Er hatte nicht vor, einen von ihnen zu töten, er wollte sich nur einen Weg bahnen, bis er das Objekt seiner Obsession gefunden hatte.
Bis er ihre Schreie hörte.
Er zählte fünf von ihnen in seiner Zelle, brutale, riesige Schurken. Dann entdeckte er den, der sie unter sich auf dem kalten Boden festhielt, und die Wut ergriff ihn vollends.
Vielleicht war sie eine Schachfigur in einem Trick, um ihn zu täuschen. Ein Trick, den jemand mit Sicherheit teuer bezahlen würde.
Aber sie gehörte ihm, die Braut des Drachenkönigs Midas aus dem fünften Reich.
Und niemand... niemand rührte an, was Midas gehörte.

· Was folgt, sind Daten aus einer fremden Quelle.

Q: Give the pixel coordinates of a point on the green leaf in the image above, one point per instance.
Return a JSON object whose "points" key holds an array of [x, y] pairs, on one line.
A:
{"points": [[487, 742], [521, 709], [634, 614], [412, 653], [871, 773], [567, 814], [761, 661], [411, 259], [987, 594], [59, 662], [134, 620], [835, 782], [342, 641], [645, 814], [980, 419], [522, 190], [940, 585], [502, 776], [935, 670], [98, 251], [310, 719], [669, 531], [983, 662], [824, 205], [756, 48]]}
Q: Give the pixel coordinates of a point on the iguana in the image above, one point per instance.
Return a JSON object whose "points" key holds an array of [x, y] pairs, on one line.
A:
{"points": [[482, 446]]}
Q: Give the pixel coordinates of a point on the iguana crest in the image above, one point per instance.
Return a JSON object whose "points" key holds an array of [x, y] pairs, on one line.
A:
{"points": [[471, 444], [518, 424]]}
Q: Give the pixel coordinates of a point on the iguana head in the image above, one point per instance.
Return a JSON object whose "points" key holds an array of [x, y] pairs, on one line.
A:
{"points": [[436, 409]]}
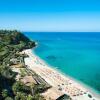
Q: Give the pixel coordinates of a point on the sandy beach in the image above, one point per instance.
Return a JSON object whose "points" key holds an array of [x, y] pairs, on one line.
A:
{"points": [[57, 80]]}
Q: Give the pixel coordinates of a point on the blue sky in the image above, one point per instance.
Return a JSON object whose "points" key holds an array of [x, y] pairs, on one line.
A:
{"points": [[50, 15]]}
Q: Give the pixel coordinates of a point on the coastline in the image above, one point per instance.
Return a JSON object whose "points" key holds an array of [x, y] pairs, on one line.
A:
{"points": [[82, 86]]}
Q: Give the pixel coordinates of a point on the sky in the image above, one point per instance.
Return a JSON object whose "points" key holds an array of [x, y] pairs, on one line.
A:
{"points": [[50, 15]]}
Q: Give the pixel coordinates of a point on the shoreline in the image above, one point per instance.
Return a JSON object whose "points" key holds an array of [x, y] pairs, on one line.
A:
{"points": [[64, 76]]}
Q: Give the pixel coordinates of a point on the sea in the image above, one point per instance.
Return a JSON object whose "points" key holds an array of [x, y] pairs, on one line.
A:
{"points": [[76, 54]]}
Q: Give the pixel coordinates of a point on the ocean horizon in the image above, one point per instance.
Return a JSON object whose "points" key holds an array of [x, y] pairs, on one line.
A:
{"points": [[76, 54]]}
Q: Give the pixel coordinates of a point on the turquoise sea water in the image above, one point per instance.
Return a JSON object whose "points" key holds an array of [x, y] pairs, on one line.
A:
{"points": [[75, 54]]}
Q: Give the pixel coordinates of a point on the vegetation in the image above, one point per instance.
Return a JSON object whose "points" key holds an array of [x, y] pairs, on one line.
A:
{"points": [[11, 43]]}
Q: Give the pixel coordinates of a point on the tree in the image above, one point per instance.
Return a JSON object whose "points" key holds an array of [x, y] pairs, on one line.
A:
{"points": [[4, 93], [20, 96]]}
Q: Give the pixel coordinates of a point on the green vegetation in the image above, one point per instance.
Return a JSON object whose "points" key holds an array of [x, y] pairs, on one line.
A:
{"points": [[11, 43]]}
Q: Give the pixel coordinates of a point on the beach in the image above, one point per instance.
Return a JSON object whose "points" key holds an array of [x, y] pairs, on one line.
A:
{"points": [[57, 80]]}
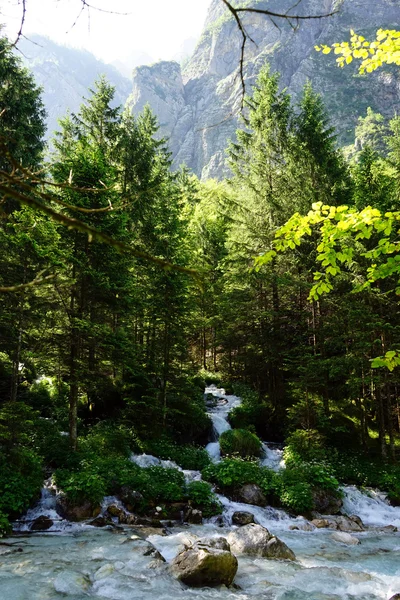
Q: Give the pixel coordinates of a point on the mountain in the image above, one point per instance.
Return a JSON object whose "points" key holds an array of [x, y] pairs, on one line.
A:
{"points": [[65, 75], [199, 107]]}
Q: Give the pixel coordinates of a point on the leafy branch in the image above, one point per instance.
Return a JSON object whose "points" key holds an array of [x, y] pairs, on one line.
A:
{"points": [[384, 50]]}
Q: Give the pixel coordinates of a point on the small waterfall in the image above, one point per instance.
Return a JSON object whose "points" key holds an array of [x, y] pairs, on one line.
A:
{"points": [[45, 507], [147, 460], [273, 457], [219, 417], [371, 506]]}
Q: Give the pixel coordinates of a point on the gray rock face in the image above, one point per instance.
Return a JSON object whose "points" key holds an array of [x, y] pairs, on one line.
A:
{"points": [[41, 524], [208, 562], [255, 540], [199, 110], [65, 75], [345, 538], [339, 522], [251, 494], [326, 502], [242, 518]]}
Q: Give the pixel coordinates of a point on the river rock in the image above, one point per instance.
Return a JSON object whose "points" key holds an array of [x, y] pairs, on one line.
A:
{"points": [[326, 502], [345, 538], [320, 523], [302, 525], [255, 540], [193, 516], [131, 498], [100, 521], [208, 562], [71, 584], [340, 522], [123, 517], [352, 523], [77, 512], [42, 523], [242, 518], [251, 493]]}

Es war in Sekunden vorbei und er stand am Eingang, nichtsahnend von dem Blut, das an die Wände des Raumes und auf seine Kleidung spritzte.
Seine Augen brannten noch in der Farbe seines Drachens, seine Brust hob sich vor Wut.
Aber als sie sich ihm in die Arme warf, mit genug Kraft, um ihn umzuwerfen, hatte sich noch nie etwas so richtig angefühlt.